The Functionality of Functions
Coming from an academic background based in History, Philosophy, and Law, learning Data Science can be overwhelming; especially when you haven't taken a Computer or Math course in TWELVE years. The biggest issues I have had in the first three weeks deal with syntax. Learning Python is the equivalent of learning a new language. The one area I have continued to struggle with is how to develop new functions. While this is by far not the hardest task thrown at us, it is essential to most tasks a Data Scientist faces daily.
To start, writing a basic function is very simple.
def print_my_name(first_name, last_name):
return (last_name, first_name)
print_my_name('kristi', 'gourlay')
('gourlay', 'kristi')
OR
def adder(number1, number2):
return number1 + number2
adder(2, 3)
5
They get slightly more difficult when you're asked to count something or create a list.
Consider the following function that counts the vowels in a provided word.
def vowel_counter(word):
vowels = 'aeiou'
counter = 0
for char in word:
if char in vowels:
counter += 1
return counter
vowel_counter('elephant')
1
WAIT! That's not right!
Lesson One: Make sure the return is outside the loop! This placement of the return call had me pulling my hair out for the entire first week.

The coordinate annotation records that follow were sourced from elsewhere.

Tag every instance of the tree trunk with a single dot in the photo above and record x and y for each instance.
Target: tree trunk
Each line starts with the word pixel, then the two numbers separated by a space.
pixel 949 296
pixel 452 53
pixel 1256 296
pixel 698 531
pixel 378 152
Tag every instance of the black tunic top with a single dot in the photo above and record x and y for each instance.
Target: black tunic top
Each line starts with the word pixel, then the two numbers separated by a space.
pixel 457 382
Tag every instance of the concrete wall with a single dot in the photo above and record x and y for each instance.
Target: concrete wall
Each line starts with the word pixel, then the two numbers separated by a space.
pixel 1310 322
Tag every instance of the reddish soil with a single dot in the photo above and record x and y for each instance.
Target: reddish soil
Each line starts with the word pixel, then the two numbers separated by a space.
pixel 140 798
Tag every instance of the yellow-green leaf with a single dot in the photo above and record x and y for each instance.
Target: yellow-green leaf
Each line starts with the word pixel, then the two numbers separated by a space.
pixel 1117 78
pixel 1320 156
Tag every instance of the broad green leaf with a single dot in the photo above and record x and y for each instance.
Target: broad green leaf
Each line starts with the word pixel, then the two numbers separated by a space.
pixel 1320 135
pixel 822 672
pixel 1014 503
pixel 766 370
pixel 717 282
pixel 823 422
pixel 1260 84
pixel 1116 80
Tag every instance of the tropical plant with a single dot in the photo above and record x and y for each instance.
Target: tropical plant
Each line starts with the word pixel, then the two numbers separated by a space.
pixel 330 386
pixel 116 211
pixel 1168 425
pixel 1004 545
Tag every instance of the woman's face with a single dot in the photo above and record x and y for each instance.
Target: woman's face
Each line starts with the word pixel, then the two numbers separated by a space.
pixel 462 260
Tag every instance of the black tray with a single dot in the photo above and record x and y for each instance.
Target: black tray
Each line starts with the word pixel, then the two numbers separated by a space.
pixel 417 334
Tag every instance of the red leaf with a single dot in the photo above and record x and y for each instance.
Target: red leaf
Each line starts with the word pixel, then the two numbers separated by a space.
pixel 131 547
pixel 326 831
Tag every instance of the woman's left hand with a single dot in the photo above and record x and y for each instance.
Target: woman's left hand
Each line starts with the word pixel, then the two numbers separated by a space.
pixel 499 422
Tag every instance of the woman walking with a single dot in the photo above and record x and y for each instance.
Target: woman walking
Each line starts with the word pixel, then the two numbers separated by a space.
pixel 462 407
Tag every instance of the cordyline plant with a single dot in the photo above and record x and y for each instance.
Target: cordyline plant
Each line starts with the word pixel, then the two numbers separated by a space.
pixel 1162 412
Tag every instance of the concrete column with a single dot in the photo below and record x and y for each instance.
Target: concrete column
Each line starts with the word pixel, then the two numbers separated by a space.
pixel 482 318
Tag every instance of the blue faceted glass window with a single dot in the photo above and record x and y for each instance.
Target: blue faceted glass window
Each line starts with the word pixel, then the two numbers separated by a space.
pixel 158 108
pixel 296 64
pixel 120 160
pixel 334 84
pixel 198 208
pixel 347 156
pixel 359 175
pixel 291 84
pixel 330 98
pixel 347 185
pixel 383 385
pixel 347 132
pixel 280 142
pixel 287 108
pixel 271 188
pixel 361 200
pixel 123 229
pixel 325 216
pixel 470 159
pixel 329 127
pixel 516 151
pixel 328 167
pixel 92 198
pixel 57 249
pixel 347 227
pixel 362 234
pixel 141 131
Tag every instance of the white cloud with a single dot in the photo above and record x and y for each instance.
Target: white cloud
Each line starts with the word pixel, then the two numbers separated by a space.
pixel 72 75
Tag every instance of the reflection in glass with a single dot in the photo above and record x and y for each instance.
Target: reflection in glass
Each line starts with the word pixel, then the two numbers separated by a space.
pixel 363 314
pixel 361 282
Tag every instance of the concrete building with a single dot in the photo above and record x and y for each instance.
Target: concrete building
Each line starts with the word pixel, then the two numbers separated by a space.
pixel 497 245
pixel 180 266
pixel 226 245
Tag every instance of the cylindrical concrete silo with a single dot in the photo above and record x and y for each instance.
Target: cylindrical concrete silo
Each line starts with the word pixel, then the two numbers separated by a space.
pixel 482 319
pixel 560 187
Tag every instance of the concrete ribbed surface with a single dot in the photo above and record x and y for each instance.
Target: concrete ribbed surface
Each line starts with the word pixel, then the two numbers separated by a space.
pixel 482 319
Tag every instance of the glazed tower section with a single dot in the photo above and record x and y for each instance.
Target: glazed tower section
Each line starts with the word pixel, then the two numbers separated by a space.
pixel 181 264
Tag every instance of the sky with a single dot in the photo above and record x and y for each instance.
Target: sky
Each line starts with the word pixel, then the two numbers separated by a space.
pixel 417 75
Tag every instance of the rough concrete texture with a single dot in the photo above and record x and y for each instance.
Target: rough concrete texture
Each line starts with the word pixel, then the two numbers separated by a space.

I could not understand why my functions, that looked just like my classmates' functions, were not working.
def vowel_counter(word):
vowels = 'aeiou'
counter = 0
for char in word:
if char in vowels:
counter += 1
return counter
vowel_counter('elephant')
3
While writing a simple function is easy, the next step is learning to write a function that can be used on data or a dictionary. I struggled with this in our first lab.
Below I have created a dictionary of tv shows:
tvshows = [
{
'name': 'curb your enthusiasm',
'category': 'comedy',
'network': 'hbo'
},
{
'name': 'the wire',
'category': 'drama',
'network': 'hbo'
},
{
'name': 'shameless',
'category': 'dramedy',
'network': 'showtime'
},
{
'name': 'the sopranos',
'category': 'drama',
'network': 'hbo'
},
{
'name': 'game of thrones',
'category': 'drama',
'network': 'hbo'
},
{
'name': 'house of cards',
'category': 'drama',
'network': 'netflix'
},
{
'name': 'kimmy schmidt',
'category': 'comedy',
'network': 'netflix'
}]
print(tvshows)
[{'name': 'curb your enthusiasm', 'category': 'comedy', 'network': 'hbo'}, {'name': 'the wire', 'category': 'drama', 'network': 'hbo'}, {'name': 'shameless', 'category': 'dramedy', 'network': 'showtime'}, {'name': 'the sopranos', 'category': 'drama', 'network': 'hbo'}, {'name': 'game of thrones', 'category': 'drama', 'network': 'hbo'}, {'name': 'house of cards', 'category': 'drama', 'network': 'netflix'}, {'name': 'kimmy schmidt', 'category': 'comedy', 'network': 'netflix'}]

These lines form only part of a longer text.